Malta’s economy in 2009 shrunk by 3.4 per cent, not two per cent as was originally reported by the National Statistics Office, according to Labour MEP Edward Scicluna.

Prof. Scicluna said revised NSO figures showed that Malta was worse hit by the 2008 global financial crisis than initially believed, although the contraction was still healthier than the 4.1 per cent EU average. “All the hype about Malta having avoided the impact of the (economic) crisis is just that, hype. The Prime Minister should stop singing from an outdated script,” he said.

Reacting to credit rating agency Moody’s decision to downgrade Malta’s bond rating last week, Prime Minister Lawrence Gonzi said on Friday that the best way Malta’s economy could react was to keep doing “what we have been doing”. However, he added that other countries’ financial and political insecurity were taking their toll.

Prof. Scicluna said the original two per cent figure was revised by the NSO once it received updated data. It is standard practice for such GDP figures to be revised and adjusted. He said a EU Commission forecast noted a strong rebound in 2010, with GDP growth of 3.7 per cent driven by a significant rise in the export of goods.

Growth this year (2011) was predicted to slow considerably, to two per cent, with much of the growth attributable to a “significant expansion in public investment” which was likely to slow down considerably in 2012.

The forecast, he said, spoke of “very low consumer confidence” and predicted this would have a knock-on effect on private consumption.
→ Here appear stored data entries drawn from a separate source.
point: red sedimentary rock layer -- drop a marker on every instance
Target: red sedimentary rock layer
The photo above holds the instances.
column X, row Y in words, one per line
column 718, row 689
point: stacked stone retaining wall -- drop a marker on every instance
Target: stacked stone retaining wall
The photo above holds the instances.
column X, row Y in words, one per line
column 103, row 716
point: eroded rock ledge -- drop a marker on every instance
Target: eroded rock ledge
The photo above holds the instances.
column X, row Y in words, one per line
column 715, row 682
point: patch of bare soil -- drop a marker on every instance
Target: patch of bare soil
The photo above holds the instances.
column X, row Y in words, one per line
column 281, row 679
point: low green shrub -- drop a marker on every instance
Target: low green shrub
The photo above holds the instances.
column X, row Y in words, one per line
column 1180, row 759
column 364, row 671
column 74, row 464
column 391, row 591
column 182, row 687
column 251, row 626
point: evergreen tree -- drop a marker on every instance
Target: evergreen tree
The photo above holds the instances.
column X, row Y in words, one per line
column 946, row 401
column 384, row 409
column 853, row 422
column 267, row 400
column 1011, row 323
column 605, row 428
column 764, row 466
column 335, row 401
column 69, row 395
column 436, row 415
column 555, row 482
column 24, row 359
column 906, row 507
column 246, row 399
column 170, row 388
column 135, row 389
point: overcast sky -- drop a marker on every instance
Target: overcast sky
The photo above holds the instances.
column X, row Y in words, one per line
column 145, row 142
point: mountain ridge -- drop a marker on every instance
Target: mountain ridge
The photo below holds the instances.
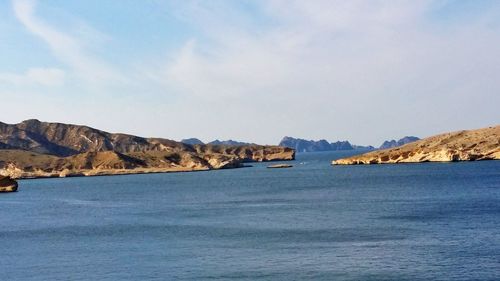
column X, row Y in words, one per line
column 42, row 149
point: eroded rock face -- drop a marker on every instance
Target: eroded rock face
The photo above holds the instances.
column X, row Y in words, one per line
column 33, row 149
column 7, row 184
column 470, row 145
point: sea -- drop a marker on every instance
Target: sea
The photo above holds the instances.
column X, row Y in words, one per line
column 314, row 221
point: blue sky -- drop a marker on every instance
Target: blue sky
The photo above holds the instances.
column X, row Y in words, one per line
column 256, row 71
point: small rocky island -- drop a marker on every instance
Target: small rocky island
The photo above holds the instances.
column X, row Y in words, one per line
column 33, row 149
column 7, row 184
column 467, row 145
column 279, row 166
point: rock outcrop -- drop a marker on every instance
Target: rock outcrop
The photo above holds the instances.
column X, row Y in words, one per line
column 469, row 145
column 7, row 184
column 400, row 142
column 40, row 149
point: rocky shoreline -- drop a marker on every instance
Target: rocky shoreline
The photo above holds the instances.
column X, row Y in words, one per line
column 467, row 145
column 7, row 184
column 34, row 149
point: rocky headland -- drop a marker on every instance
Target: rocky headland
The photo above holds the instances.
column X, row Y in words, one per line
column 467, row 145
column 395, row 143
column 33, row 149
column 7, row 184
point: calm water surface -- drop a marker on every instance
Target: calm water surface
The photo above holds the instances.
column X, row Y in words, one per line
column 311, row 222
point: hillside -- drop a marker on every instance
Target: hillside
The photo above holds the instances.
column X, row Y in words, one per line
column 467, row 145
column 395, row 143
column 41, row 149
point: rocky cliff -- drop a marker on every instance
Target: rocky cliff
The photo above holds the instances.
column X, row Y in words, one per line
column 469, row 145
column 7, row 184
column 40, row 149
column 400, row 142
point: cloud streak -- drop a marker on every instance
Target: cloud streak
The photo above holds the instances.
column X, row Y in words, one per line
column 65, row 47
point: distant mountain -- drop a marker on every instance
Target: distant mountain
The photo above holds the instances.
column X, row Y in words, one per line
column 228, row 142
column 302, row 145
column 364, row 147
column 192, row 141
column 41, row 149
column 400, row 142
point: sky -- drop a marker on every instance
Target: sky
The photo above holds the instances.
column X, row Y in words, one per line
column 256, row 71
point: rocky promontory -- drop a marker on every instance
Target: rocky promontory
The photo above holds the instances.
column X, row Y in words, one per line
column 7, row 184
column 34, row 149
column 467, row 145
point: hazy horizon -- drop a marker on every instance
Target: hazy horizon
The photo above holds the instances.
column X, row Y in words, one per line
column 253, row 71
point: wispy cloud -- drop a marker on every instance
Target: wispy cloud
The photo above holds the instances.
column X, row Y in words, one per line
column 64, row 46
column 319, row 62
column 42, row 76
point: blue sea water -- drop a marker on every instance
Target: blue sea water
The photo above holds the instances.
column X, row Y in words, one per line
column 432, row 221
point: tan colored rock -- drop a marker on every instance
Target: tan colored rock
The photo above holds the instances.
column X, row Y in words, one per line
column 467, row 145
column 7, row 184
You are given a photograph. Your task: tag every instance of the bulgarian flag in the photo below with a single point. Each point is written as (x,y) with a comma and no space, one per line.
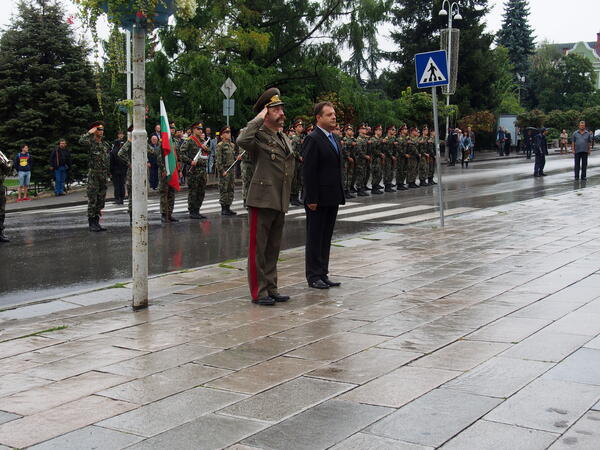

It also sounded a word of caution with regard to Malta’s external deficit. Unfavourable terms-of-trade developments, it stated were likely to worsen Malta’s external balance. The general government deficit would continue to narrow, from 3.6 per cent of GDP in 2010 to three per cent in 2011, the forecast predicts.

However, it notes that approximately two-thirds of this decline will be due to the expiry of temporary measures adopted in the 2010 budget. Air Malta’s upcoming restructuring, it suggests, may entail further government expenditure and push both deficit and debt projections upwards.